The Basel Committee on Banking Supervision recently announced the release of its final disclosure framework for banks’ crypto exposures. This framework, known as DIS55, aims to enhance transparency and ensure a consistent regulatory approach in the fast-growing field of digital assets. The new standards are set to take effect on Jan. 1, 2026.
Under the new framework, banks will be required to provide detailed information on their crypto activities through standardized tables and templates. This includes qualitative descriptions of their crypto-related business as well as quantitative data on capital and liquidity requirements. By standardizing these disclosures, the Committee hopes to improve market discipline and reduce information gaps among market participants.
In addition to disclosing their crypto exposures, banks will also need to share how they assess risks and classify these assets. They must provide data on their crypto exposures and related capital requirements, including information on accounting classification and liquidity needs for these assets. The updated standards include a new definition of “materiality” for certain crypto-assets and set thresholds for when banks must disclose their exposures.
The Basel Committee has also made targeted amendments to its cryptoasset standards to tighten the criteria for certain stablecoins to receive preferential regulatory treatment. These changes are designed to clarify the regulatory framework and promote a consistent understanding of the standards across jurisdictions. The Committee emphasized its commitment to monitoring developments in the cryptoasset markets and adapting its regulatory framework as necessary to address emerging risks.
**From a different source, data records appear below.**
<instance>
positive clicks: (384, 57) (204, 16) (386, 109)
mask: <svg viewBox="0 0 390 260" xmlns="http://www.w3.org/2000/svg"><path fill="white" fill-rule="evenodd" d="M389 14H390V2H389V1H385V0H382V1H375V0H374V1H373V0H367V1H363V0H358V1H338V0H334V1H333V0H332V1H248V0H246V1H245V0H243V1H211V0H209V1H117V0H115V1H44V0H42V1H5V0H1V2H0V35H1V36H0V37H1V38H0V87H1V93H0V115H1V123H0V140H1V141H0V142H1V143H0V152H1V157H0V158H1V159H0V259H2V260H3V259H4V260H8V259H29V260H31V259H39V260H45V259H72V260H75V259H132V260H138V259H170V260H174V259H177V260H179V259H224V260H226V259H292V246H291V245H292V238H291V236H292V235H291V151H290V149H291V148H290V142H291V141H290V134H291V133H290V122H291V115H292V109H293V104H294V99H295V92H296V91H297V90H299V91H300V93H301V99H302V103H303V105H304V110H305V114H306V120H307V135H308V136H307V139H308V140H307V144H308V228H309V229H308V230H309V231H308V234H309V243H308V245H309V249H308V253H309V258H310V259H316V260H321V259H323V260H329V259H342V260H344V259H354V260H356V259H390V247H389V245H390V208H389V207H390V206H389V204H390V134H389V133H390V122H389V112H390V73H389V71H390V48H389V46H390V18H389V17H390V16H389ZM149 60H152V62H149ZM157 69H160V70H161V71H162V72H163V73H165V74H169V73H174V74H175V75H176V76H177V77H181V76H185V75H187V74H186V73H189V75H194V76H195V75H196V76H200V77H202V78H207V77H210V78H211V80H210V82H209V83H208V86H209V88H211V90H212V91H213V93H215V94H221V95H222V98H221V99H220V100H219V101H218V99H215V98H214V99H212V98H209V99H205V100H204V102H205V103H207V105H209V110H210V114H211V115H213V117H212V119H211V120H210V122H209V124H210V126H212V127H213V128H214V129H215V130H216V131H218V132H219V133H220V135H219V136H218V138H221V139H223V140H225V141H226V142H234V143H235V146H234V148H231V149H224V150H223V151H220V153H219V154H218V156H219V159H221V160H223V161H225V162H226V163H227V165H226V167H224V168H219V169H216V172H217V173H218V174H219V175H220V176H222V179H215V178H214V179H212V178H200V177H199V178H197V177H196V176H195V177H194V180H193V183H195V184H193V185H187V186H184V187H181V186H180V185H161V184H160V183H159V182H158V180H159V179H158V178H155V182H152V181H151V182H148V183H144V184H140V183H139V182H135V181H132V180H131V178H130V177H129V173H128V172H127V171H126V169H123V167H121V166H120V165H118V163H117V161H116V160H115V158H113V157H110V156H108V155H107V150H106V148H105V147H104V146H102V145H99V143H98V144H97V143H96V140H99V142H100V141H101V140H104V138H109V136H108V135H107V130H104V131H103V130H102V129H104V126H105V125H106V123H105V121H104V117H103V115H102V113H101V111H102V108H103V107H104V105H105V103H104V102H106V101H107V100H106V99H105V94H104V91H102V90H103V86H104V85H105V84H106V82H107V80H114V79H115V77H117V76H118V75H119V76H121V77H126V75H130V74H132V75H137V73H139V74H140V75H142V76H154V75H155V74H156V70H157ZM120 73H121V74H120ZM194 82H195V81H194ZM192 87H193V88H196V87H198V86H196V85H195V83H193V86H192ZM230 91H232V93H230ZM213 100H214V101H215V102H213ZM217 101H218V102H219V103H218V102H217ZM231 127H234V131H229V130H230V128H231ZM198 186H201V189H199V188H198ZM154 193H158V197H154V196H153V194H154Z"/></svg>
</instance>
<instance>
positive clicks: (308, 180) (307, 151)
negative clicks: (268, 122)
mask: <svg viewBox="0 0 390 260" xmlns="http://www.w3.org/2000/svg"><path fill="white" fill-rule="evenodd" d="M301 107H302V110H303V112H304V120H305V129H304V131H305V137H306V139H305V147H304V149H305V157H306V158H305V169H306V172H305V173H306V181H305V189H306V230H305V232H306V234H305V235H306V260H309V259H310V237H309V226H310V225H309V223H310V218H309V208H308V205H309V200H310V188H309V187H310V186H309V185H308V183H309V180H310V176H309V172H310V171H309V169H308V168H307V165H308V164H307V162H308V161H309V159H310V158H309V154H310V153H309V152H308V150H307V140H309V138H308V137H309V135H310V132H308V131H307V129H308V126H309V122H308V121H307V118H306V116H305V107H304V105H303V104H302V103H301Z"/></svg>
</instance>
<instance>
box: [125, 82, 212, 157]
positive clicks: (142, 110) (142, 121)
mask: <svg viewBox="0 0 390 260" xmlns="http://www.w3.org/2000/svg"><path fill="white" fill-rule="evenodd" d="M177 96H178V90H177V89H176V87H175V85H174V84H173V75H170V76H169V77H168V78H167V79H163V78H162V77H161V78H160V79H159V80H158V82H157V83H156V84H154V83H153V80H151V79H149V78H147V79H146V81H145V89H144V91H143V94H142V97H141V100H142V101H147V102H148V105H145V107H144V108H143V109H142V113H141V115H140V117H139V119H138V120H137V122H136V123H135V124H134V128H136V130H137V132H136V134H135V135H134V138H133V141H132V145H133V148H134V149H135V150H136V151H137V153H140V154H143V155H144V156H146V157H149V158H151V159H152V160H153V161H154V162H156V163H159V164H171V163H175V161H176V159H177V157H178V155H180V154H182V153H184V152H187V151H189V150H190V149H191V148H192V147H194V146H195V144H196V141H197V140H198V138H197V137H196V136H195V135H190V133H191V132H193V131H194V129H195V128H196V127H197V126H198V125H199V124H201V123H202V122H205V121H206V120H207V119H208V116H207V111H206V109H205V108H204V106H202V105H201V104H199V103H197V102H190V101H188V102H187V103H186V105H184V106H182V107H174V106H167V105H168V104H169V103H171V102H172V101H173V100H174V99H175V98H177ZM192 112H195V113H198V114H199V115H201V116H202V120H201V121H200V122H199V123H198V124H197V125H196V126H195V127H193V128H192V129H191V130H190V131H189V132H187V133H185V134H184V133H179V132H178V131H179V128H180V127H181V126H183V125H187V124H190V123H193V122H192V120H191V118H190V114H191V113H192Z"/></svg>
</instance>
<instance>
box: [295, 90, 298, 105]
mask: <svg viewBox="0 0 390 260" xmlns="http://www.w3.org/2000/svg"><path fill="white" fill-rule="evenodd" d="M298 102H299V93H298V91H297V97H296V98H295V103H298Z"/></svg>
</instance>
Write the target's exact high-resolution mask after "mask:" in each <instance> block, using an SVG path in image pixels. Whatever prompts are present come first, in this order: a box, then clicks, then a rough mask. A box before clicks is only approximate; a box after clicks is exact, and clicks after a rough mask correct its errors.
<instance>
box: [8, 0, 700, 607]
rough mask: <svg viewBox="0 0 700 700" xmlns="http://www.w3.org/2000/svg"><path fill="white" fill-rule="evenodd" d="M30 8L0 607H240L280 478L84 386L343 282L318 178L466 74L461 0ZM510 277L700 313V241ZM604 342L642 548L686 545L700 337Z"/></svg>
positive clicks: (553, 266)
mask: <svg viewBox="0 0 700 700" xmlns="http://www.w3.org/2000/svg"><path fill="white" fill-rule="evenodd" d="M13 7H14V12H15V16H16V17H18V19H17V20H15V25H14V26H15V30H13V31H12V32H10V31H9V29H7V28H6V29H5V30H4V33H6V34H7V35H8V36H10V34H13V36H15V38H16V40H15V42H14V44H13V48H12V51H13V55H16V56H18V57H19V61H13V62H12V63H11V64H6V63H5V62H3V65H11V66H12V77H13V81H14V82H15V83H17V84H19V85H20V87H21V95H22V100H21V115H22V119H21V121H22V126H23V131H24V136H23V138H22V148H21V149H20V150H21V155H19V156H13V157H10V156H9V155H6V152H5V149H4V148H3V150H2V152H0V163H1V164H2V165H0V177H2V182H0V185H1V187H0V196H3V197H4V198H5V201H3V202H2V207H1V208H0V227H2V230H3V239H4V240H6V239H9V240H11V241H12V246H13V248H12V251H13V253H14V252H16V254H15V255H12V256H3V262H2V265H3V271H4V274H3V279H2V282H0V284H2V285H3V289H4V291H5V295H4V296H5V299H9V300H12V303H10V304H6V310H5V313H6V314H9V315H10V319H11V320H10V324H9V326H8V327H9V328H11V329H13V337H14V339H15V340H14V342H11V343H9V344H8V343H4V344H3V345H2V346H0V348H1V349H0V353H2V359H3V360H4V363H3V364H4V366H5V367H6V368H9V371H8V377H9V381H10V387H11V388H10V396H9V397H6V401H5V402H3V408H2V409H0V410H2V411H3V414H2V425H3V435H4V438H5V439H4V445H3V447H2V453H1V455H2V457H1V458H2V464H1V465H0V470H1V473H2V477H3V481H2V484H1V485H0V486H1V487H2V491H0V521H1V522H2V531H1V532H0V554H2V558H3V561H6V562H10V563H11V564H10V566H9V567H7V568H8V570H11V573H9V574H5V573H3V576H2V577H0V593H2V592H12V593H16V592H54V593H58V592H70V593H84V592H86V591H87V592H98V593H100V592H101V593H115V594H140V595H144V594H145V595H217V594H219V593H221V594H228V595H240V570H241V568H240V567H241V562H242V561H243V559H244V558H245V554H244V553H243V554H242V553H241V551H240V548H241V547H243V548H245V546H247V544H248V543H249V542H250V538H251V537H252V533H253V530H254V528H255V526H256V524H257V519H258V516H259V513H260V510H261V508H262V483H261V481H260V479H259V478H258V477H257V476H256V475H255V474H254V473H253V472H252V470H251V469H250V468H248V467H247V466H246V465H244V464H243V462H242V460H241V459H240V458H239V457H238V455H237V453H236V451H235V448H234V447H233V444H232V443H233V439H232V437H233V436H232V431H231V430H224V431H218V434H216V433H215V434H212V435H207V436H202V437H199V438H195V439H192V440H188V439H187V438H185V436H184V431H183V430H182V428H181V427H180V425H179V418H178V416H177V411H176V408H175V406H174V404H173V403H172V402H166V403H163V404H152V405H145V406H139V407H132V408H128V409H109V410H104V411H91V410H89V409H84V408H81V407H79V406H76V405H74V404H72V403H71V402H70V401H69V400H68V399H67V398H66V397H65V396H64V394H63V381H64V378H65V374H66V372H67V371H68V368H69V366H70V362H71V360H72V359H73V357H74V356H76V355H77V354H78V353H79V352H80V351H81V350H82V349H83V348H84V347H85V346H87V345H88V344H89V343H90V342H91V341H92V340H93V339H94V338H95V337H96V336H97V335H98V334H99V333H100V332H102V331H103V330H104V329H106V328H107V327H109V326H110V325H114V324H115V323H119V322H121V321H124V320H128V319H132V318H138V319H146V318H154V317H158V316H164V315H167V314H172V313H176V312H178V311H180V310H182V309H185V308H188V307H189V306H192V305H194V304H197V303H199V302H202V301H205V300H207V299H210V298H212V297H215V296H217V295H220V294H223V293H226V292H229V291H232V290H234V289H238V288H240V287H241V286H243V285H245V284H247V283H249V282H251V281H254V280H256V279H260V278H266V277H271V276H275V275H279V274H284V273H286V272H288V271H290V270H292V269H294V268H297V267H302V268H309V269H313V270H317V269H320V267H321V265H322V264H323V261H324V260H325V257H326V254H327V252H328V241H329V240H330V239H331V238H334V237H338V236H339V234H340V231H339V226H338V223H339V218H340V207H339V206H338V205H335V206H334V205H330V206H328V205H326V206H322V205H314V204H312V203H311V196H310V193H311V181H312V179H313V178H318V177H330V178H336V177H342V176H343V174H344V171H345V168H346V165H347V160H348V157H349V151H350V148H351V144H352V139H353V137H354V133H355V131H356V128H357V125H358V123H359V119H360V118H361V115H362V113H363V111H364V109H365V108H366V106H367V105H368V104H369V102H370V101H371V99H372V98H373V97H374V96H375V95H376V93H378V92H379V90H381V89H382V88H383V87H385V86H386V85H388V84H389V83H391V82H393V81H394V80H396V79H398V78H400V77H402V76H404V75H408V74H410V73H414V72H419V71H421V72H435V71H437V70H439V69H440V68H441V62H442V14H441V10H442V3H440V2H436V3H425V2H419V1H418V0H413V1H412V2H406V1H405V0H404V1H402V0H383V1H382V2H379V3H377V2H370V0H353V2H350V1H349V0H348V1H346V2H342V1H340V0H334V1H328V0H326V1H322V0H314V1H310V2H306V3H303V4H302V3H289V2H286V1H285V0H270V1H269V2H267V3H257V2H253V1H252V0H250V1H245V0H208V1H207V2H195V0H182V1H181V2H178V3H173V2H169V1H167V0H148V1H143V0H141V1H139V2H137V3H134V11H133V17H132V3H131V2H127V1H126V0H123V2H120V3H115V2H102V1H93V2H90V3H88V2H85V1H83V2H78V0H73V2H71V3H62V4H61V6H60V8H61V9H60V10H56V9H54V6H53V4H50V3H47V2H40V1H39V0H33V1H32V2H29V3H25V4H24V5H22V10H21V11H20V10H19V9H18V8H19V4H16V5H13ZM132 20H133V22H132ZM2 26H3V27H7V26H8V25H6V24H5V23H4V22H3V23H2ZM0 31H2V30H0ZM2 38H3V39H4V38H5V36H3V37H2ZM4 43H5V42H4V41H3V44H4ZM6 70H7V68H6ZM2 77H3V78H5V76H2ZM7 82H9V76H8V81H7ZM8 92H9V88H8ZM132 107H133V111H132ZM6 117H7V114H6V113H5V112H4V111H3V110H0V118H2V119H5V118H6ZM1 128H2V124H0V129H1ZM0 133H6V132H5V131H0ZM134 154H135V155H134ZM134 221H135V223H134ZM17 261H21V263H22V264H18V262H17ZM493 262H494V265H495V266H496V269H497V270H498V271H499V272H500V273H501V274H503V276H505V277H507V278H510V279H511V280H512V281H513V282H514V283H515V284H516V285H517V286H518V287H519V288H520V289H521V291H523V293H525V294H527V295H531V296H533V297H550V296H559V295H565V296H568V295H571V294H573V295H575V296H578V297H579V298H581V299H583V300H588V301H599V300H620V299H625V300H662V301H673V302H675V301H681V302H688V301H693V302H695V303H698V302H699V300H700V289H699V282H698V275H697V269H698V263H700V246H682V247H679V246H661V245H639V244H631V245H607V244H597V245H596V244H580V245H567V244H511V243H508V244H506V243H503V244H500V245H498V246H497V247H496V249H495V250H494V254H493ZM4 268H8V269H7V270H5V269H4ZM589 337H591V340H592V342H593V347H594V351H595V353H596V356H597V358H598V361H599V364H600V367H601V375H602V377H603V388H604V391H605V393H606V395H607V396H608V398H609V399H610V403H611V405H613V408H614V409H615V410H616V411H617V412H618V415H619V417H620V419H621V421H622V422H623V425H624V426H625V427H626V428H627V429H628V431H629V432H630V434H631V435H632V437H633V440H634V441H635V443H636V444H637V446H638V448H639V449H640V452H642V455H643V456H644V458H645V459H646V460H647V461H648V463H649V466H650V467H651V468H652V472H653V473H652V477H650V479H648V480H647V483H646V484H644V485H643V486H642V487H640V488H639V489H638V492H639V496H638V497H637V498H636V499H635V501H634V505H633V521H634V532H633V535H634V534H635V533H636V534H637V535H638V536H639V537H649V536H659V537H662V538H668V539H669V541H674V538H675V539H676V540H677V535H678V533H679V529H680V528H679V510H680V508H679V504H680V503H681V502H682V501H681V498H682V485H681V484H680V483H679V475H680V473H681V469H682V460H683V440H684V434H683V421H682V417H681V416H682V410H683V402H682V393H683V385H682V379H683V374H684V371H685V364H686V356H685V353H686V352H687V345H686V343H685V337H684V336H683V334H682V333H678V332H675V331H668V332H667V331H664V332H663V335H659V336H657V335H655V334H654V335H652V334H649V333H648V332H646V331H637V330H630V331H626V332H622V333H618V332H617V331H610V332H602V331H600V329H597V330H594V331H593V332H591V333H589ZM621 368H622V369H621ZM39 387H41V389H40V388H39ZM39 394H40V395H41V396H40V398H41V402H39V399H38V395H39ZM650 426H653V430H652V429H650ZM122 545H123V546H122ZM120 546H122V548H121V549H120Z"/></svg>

Overall, the Basel Committee’s new disclosure framework and updated standards represent a significant step towards enhancing the robustness of banks’ engagement with the cryptoasset market. These measures will contribute to greater market transparency, stability, and support the broader financial system. By requiring banks to provide detailed information on their crypto activities, assess risks, and disclose exposures, the Committee aims to create a more informed and secure environment for the growing digital asset industry.